Gabriela Martina a été élevée dans une ferme au cœur des montagnes suisses et, dans ce disque, c’est à cet héritage qu’elle rend hommage. Formée de manière précoce au Yodel et dotée d’une voix exceptionnelle, cette chanteuse installée au États-Unis ne se réfère à aucun genre pour créer sa musique. Hybrides par nature, entre ruralité traditionnelle, jazz urbain et influences mêlées, les compositions de la vocaliste sont habitées par une belle âme. Les musiciens qui l’accompagnent sont à la hauteur de l’enjeu et cela donne un disque plutôt inclassable, mais tout de même plus proche d’une pop folk raffinée, façon Joni Mitchell, que jazz à proprement parler. Ce n’est pas grave en soi car l’ensemble est interprété avec une précision horlogère très inspirée. Et nous le répétons, Gabriela Martina possède une voix originale, dont elle fait ce qu’elle veut, et une technique parfaitement assimilée lui permettant de se focaliser sur sa sensibilité artistique. Cela donne un surprenant album qui mérite plus qu’un détour.

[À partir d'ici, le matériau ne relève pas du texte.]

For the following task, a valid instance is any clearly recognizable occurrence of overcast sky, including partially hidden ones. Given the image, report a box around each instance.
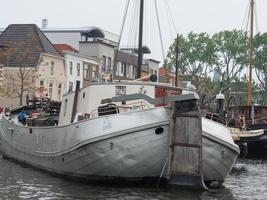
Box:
[0,0,267,60]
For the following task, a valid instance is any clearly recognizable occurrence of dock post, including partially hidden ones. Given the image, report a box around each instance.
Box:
[168,99,207,190]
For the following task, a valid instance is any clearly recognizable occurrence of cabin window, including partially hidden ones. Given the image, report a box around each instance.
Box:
[70,61,73,75]
[68,82,73,92]
[57,83,62,100]
[116,62,121,76]
[92,66,97,78]
[50,62,55,76]
[132,66,136,79]
[48,82,53,99]
[83,63,89,80]
[108,57,111,72]
[64,99,68,116]
[115,86,126,96]
[121,62,126,76]
[40,80,44,88]
[102,56,107,72]
[77,63,81,76]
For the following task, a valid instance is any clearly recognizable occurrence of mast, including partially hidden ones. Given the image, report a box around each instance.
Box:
[175,34,179,87]
[248,0,254,106]
[137,0,144,79]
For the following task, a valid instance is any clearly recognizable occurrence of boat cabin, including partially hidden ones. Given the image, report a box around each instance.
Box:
[59,81,182,125]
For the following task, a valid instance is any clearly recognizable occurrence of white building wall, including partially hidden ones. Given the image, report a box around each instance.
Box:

https://www.gabrielamartina.com


 BEN MILLER TRIO . Feathers of Ma’Ath

Truth Revolution Records

Ben Miller : piano, Fender Rhodes
Taru Alexander : contrebasse
Joseph Lepore : batterie

Encore un trio d’inconnus de nos oreilles made in USA. On se demande quelquefois combien de millions de jazzmen il y a sur terre ! Si on leur faisait la place qu’ils méritent, la face du monde n’en serait pas changée pour autant, mais celle de nos radio à coup sûr ! Et cela nous ferait le plus grand bien. Il faut donc écouter ce trio vitaminé, plein d’un entrain quasi juvénile qui déroule un jazz d’aujourd’hui bien ancré dans les racines du genre. La musique jouée dans cet enregistrement, des compositions originales qui pourraient passer pour des standards du hard bop, est riche de détails qui participent grandement à sa musicalité. Nous ne savons pas qui était Maât, déesse égyptienne aux ailes d’aigle, et quelques autres figures mythologiques auxquelles se réfèrent la musique du trio mais une chose est certaine : si elles étaient à l’image de ces mélodies menées tambour battant avec une belle subtilité, elles ne devaient pas être ennuyeuses. Une belle découverte à faire pour celles et ceux qui se donneront la peine d’écouter ce trio.